After fighting with the siding guys, siliconing several sleeves I thought probably ought to have bonding bushings on them and arguing with a mechanical engineer later I am ready to ask for help from the forum. My thinking is: the entire building is welded structural steel, provided all bonding connections are made with machine thread bolts to welded copper plates then the halo around the building is unnecessary if not dangerous. I also fail to see the reason for running a wire thru the wall to a welded plate as the connection is already continuous.

Any help would be great, two or fifteen more outbursts from me might just get this pipe bender fired.
 

ActionDave

Chief Moderator
Staff member
Location
Durango, CO, 10 h 20 min from the winged horses.
Occupation
Licensed Electrician
It's been said for a long time that possession in nine tenths of the law. When it comes to grounding/earthing perception is nine tenths of reality. Dirt worshipers are not rational beings.

There's nothing wrong with the halo. I see them all the time in shelters on cell sites. Not all shelters have them though, and if you want to have a good time get two engineers in the same room to tell you which is better, halo ground or single point. Nine hours of the work day will get eaten up and you get paid for it.
 

jeremyp

Member
I feel like I might be missing something embarrassingly fundamental about this. We're throwing 200# of copper bus bar at steel, then 4/0 bare to another grounding plate welded to the same structural steel. I would understand if the whole thing was light gauge steel studs and FRP on an OSB floor, but I look at four welders everyday that are making my job significantly easier and a harem of mechanical engineers that I'm pretty sure don't understand the point.:thumbsup:
 

jeremyp

Member
250.4 (A)(1) FPN An important consideration for limiting the imposed
voltage is the routing of bonding and grounding conductors
so that they are not any longer than necessary to complete
the connection without disturbing the permanent parts of
the installation and so that unnecessary bends and loops are
avoided.

I think the addition of a grounding bus hung on insulators lengthens the path. Bonding to structural steel provides the shortest path. I think anyways...:?
 

jeremyp

Member
My thinking is that bonding structural steel does two things: Provided a pathway back to source neutral for any accidentally connected live parts and to provide a cage that has zero (or near to it) potential difference between normally non energized conductive parts. So, having a copper bus installed on insulators ring the building which are then cabled down to two welded plates on the corners of the building has created a situation where there is a potential between the steel floor a person is standing on and the copper bus. If there is a high voltage spike on the primary entering the building, which then induces or directly applies voltage to the case of the transformer (albeit bolted to the floor which is structural steel) is there not a possibility of a difference of potential between the copper bus and other steel components within the building? Would it not be preferable to have the potential of the entire building raised equally within itself during an over voltage by having the service equipment GEC bonded directly to the structure at each derived point instead of providing a pathway with lower resistance exposed on the interior carrying high voltage current?
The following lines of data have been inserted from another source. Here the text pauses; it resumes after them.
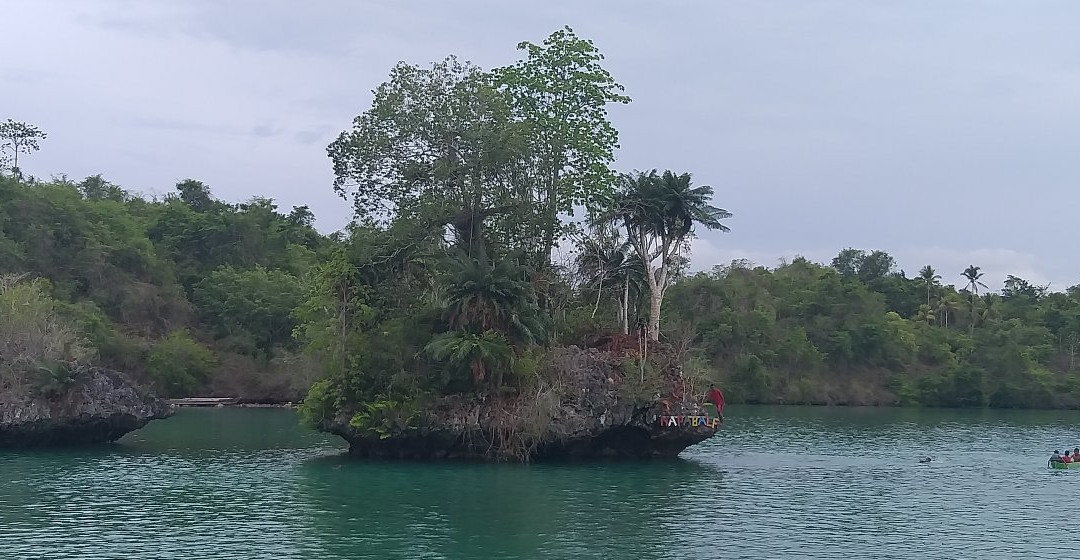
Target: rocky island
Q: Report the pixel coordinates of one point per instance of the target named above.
(92, 406)
(582, 405)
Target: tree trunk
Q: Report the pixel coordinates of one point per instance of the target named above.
(624, 304)
(656, 298)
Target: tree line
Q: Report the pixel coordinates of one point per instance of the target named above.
(464, 181)
(858, 331)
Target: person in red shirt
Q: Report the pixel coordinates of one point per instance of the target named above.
(716, 397)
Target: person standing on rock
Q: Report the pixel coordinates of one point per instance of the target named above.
(716, 397)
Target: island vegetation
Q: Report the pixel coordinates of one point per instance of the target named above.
(490, 234)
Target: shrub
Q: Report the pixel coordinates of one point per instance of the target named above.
(178, 365)
(32, 333)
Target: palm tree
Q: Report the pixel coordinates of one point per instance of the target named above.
(599, 259)
(945, 305)
(484, 296)
(659, 213)
(972, 273)
(930, 277)
(480, 353)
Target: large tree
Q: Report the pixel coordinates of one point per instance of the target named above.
(561, 93)
(436, 146)
(930, 280)
(659, 214)
(973, 275)
(17, 137)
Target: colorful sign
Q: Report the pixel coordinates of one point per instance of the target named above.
(689, 422)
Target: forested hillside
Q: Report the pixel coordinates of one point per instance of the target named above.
(188, 291)
(464, 181)
(861, 332)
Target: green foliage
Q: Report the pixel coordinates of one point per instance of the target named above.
(15, 138)
(36, 339)
(252, 304)
(804, 332)
(321, 404)
(177, 364)
(659, 214)
(385, 418)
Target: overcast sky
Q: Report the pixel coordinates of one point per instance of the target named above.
(943, 133)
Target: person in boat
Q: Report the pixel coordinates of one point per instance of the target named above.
(717, 398)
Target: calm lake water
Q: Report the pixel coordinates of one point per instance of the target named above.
(809, 482)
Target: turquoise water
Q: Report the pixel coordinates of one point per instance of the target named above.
(809, 482)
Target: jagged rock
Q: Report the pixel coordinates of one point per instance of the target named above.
(95, 406)
(584, 413)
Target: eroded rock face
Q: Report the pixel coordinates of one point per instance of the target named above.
(588, 412)
(97, 406)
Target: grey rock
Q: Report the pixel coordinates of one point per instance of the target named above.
(586, 418)
(95, 406)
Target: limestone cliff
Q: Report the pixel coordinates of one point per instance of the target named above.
(586, 407)
(91, 406)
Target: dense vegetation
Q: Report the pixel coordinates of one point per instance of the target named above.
(191, 292)
(466, 182)
(861, 332)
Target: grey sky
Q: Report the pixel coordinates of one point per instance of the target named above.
(943, 133)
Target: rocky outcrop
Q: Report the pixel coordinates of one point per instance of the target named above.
(92, 406)
(586, 408)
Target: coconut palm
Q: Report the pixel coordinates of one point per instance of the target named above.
(480, 353)
(972, 273)
(483, 296)
(945, 305)
(930, 277)
(659, 214)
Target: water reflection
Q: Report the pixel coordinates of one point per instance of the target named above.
(778, 481)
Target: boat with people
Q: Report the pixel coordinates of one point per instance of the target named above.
(1066, 461)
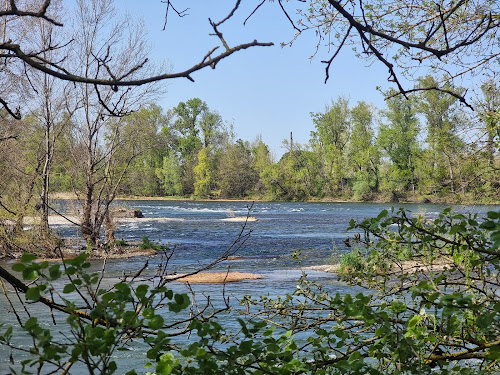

I'm beating this dead horse because I think that at best the copper halo is unnecessary/redundant and at worst dangerous.
 

petersonra

Senior Member
Location
Northern illinois
Occupation
engineer
My thinking is that bonding structural steel does two things: Provided a pathway back to source neutral for any accidentally connected live parts and to provide a cage that has zero (or near to it) potential difference between normally non energized conductive parts. So, having a copper bus installed on insulators ring the building which are then cabled down to two welded plates on the corners of the building has created a situation where there is a potential between the steel floor a person is standing on and the copper bus. If there is a high voltage spike on the primary entering the building, which then induces or directly applies voltage to the case of the transformer (albeit bolted to the floor which is structural steel) is there not a possibility of a difference of potential between the copper bus and other steel components within the building? Would it not be preferable to have the potential of the entire building raised equally within itself during an over voltage by having the service equipment GEC bonded directly to the structure at each derived point instead of providing a pathway with lower resistance exposed on the interior carrying high voltage current?

I'm beating this dead horse because I think that at best the copper halo is unnecessary/redundant and at worst dangerous.

I think the chances of such a situation happening are so rare that it just doesn't make any real difference.
 

Smart $

Esteemed Member
Location
Ohio
...
I'm beating this dead horse because I think that at best the copper halo is unnecessary/redundant and at worst dangerous.
That's always the case with anything electrically related.

IMO the halo is entirely unnecessary.
 

brian john

Senior Member
Location
Leesburg, VA
That's always the case with anything electrically related.

IMO the halo is entirely unnecessary.

I believe it is possible to over think every situation, one find countless ways to improve most jobs, particularly if someone else did the job and two
to find problems that MIGHT result in the worse case scenario.
 

jeremyp

Member
I believe it is possible to over think every situation, one find countless ways to improve most jobs, particularly if someone else did the job and two
to find problems that MIGHT result in the worse case scenario.

I agree that it is easy to pick someone else's work apart, which is why I bite my tongue when looking at other electricians' work. I also agree that worst case scenarios are easy to come up with, but a bad design is a bad design and to keep on installing the same bad design is a waste. The halo itself isn't the only issue, running bare 4/0 out of the building thru a sleeve has it's own code and workmanship problems. To me, its like telling a guy to install fourth leg on a round table then lecturing him on the best way to adjust the fourth leg to prevent wobbling.